Heading into a (Canadian) long weekend, with a full reading list:

  • CanWest revamps TV operations, cuts jobs. Canadian newspapers have, by and large, escaped the large-scale layoffs that have hammered some U.S. newsrooms. But one of the major TV networks is shedding 20 jobs as it makes the plunge into digital.
  • Expanding the concept of “news”. Mathew Ingram’s points to a piece that deals with one aspect of the new mediascape: the redefinition of the word “news.” I’m not sure this is new: it’s only that the technology has ramped up something that was always there.
  • A New Narrative Structure. Roy Peter Clark, after a session with Veronica Mars DVDs, bring us the umbrella — or perhaps bumbershoot — as a method for organizing our stories.
  • Let’s stop putting the entire newspaper online. Howard Owens makes sense, as usual. Short version: take the web seriously for what it is and your print product improves, too.

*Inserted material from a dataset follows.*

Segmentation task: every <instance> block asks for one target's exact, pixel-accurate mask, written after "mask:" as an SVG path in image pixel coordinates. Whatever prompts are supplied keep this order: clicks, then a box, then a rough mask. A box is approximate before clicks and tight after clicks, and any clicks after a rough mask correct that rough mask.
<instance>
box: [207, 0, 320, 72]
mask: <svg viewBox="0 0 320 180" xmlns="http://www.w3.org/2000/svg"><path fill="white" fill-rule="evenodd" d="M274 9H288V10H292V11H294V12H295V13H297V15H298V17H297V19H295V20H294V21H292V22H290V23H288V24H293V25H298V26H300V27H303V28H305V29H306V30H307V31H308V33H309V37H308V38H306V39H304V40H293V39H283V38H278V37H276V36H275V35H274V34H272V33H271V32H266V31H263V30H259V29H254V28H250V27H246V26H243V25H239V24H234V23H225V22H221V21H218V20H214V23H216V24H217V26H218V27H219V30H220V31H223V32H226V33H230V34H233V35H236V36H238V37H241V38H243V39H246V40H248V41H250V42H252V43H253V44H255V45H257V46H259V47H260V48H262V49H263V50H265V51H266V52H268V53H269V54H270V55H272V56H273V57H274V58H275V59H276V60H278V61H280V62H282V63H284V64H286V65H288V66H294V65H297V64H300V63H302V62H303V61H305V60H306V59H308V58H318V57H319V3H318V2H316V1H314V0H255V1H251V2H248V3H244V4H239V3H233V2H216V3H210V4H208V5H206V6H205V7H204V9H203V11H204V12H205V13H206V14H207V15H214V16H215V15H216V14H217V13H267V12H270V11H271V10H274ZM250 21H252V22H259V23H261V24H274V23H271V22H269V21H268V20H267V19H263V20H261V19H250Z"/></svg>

  • ICM Interview: Derek Willis, Washingtonpost.com. A must-read interview with journalism data guru Derek Willis, and not just for college educators.
  • Toronto Star tries “daring” advertising pricing strategy. Interesting and potentially threatening to some newspaper sections: separate rate sheets for each section based on readership and demographics. (Is it just me, or do we not hear nearly enough about what’s happening at the nuts-and-bolts level on the business side?)